Eigenvalue problem for a p-Laplacian equation with trapping potentials

TL;DR

This paper investigates the eigenvalue problem for a p-Laplacian equation with trapping potentials, establishing existence, non-existence, and blow-up behavior of ground states depending on a parameter, with explicit thresholds and rates.

Contribution

It introduces explicit thresholds for the existence of ground states in a p-Laplacian eigenvalue problem with trapping potentials, and analyzes their asymptotic behavior and blow-up rates.

Findings

Existence of ground states for parameter a in [0, a*)

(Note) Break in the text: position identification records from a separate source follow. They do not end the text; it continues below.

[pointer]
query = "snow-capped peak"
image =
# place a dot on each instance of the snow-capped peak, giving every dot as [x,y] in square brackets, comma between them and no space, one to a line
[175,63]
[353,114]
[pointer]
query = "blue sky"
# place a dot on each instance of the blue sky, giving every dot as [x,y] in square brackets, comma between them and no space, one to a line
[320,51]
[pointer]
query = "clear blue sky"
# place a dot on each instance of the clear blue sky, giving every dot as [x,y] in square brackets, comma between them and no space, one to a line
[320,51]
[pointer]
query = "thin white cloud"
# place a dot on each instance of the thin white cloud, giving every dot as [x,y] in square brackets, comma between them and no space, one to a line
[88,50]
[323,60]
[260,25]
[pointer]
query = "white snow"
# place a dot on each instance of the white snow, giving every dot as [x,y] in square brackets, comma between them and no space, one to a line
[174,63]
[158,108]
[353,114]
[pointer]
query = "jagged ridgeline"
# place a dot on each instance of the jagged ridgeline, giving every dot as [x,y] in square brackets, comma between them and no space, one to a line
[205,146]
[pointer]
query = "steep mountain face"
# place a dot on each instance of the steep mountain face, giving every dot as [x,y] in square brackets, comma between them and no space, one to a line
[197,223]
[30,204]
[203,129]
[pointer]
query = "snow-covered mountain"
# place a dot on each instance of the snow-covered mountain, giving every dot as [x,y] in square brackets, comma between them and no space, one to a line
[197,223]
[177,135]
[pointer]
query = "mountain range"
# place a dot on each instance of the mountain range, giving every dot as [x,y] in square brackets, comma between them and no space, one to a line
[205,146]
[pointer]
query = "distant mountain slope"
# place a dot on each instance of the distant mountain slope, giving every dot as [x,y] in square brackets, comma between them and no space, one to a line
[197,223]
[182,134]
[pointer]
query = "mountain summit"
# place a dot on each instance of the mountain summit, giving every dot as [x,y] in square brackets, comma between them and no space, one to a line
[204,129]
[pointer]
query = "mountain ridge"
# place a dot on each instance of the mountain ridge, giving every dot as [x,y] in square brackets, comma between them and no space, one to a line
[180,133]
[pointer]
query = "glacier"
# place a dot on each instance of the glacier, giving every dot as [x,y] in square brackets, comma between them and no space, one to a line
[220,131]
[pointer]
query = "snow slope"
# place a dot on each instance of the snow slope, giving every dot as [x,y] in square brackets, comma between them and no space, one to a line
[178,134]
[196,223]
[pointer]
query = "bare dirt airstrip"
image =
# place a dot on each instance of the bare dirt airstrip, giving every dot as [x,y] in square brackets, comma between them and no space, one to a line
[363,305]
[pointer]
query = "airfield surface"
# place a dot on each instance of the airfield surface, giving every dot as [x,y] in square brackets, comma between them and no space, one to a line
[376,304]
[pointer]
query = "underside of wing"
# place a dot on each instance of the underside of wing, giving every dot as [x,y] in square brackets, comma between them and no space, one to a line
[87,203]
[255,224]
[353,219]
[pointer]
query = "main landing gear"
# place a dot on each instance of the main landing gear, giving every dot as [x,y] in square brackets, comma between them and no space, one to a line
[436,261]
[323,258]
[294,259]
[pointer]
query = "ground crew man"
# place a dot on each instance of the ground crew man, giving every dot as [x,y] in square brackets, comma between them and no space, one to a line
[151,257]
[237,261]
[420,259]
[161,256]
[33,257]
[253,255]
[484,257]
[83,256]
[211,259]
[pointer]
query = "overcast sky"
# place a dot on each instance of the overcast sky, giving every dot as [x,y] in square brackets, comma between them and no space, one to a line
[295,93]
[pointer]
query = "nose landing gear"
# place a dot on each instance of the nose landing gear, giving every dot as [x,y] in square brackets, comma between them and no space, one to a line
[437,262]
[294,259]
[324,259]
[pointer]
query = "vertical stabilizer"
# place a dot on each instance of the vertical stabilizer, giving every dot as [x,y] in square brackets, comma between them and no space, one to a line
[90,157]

Non-existence of ground states for a ≥ a*

Ground states concentrate and blow up near minima of V(x) as a approaches a*

Abstract

Consider the following eigenvalue problem of p-Laplacian equation \begin{equation}\label{P} -\Delta_{p}u+V(x)|u|^{p-2}u=\mu|u|^{p-2}u+a| u|^{s-2}u, x\in \mathbb{R}^{n}, \tag{P} \end{equation} where $a\geq0$, $p\in (1,n)$ and $\mu\in\mathbb{R}$. $V(x)$ is a trapping type potential, e.g., $\inf\limits_{x \in \mathbb{R}^n}V(x)< \lim\limits_{|x|\rightarrow+\infty}V(x)$. By using constrained variational methods, we proved that there is $a^*>0$, which can be given explicitly, such that problem (\ref{P}) has a ground state $u$ with $\|u\|_{L^p}=1$ for some $\mu \in \mathbb{R}$ and all $a\in [0,a^*)$, but (\ref{P}) has no this kind of ground state if $a\geq a^*$. Furthermore, by establishing some delicate energy estimates we show that the global maximum point of the ground states of problem (\ref{P}) approach to one of the global minima of $V(x)$ and blow up if $a\nearrow a^*$. The optimal rate of blowup is obtained for $V(x)$ being a polynomial type potential.